A team led by scientists from the King’s College London recently published in the journal Proceedings of the National Academy of Sciences the finding of a gene associated with mitochondrial signaling and nerve function, and which could potentially represent a treatment target for patients with neurodegenerative conditions like Parkinson’s disease.
Mitochondria are key regulators of cellular homeostasis, and mitochondrial dysfunction is known to be strongly linked to neurodegenerative diseases, including Alzheimer’s and Parkinson’s. Mitochondria communicate their bioenergetic status to the cell via a mechanism called mitochondrial retrograde signaling.

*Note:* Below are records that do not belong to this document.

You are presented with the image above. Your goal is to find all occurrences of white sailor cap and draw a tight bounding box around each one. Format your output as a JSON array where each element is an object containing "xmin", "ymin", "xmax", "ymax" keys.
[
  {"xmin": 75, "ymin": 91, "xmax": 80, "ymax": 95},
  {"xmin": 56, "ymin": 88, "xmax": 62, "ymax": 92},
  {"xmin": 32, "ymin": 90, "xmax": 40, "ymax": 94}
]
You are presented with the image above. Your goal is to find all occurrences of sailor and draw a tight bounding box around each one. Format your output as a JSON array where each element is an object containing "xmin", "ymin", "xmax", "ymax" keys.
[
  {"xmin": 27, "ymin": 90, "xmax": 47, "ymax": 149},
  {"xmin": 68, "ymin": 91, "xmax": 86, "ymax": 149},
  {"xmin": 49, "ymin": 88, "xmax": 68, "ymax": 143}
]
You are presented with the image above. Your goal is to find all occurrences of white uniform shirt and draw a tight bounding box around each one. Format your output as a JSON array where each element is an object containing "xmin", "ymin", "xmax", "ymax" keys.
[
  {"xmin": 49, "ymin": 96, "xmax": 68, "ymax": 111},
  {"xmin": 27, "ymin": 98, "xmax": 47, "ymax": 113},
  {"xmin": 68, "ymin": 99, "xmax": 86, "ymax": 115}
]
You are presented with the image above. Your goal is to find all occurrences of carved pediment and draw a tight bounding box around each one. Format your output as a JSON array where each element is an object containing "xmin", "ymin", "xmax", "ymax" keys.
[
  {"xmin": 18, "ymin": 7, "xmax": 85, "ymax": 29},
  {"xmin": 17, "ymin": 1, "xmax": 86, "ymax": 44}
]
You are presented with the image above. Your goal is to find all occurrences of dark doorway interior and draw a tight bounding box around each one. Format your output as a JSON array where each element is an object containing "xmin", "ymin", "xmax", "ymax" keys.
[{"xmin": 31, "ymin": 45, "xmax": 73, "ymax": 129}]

To investigate the role of mitochondrial retrograde signaling in neurons, in the study entitled “Mitochondrial retrograde signaling regulates neuronal function,” Dr. Joseph Bateman and colleagues induced mitochondrial dysfunction in the nervous system of Drosophila (the fruit fly). Researchers observed that neuronal mitochondrial dysfunction causes reduced viability, defects in neuronal function, decreased redox potential, and reduced numbers of presynaptic mitochondria and active zones.
Interestingly, the results revealed that damaged mitochondria in fruit flies produced a signal that stopped nerve cells from operating. Researchers observed that the HIF (hypoxia inducible factor)-alpha gene regulated the nerve signals from damaged mitochondria, and that when this gene was “switched off” by the team, the early failure of nerve cells due to mitochondrial damage was stopped and the nerve function in fruit flies with Parkinson’s disease was re-established. A similar effect was also found in flies with Leigh syndrome, a condition caused by a severe mitochondrial defect.

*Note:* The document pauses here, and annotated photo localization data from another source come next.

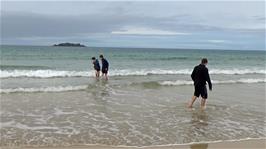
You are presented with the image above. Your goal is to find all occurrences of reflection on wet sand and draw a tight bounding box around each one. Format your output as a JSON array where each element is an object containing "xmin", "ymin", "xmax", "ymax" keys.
[
  {"xmin": 182, "ymin": 109, "xmax": 210, "ymax": 143},
  {"xmin": 191, "ymin": 110, "xmax": 208, "ymax": 125},
  {"xmin": 190, "ymin": 143, "xmax": 208, "ymax": 149}
]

Since the HIF-alpha gene is also present in humans, this new discovery could lead to the development of new treatments.
Dr. Bateman, from the Institute of Psychiatry, Psychology & Neuroscience (IoPPN) at King’s College London and the study’s senior author, explained in a news release: “Like their human counterparts flies with Parkinson’s disease progressively lose motor function, which includes a negative impact on their ability to climb. Remarkably, we found that switching off a particular gene dramatically improved their motor function and climbing ability. The biggest surprise from our work is that damaged mitochondria produce a signal that actively prevents nerve cells from working properly. Thanks to this study we now have a much better understanding of how nerve cells function, which could transform the way in which neurological diseases such as Parkinson’s are understood and treated.”
Claire Bale, Head of Research Communications at Parkinson’s UK, concluded, “Understanding how subtle changes in our genes may trigger brain cell death is one of the most promising avenues for the development of new treatments for Parkinson’s. This discovery adds a new piece to the intricate jigsaw puzzle of genetic factors that play a part” in the disease.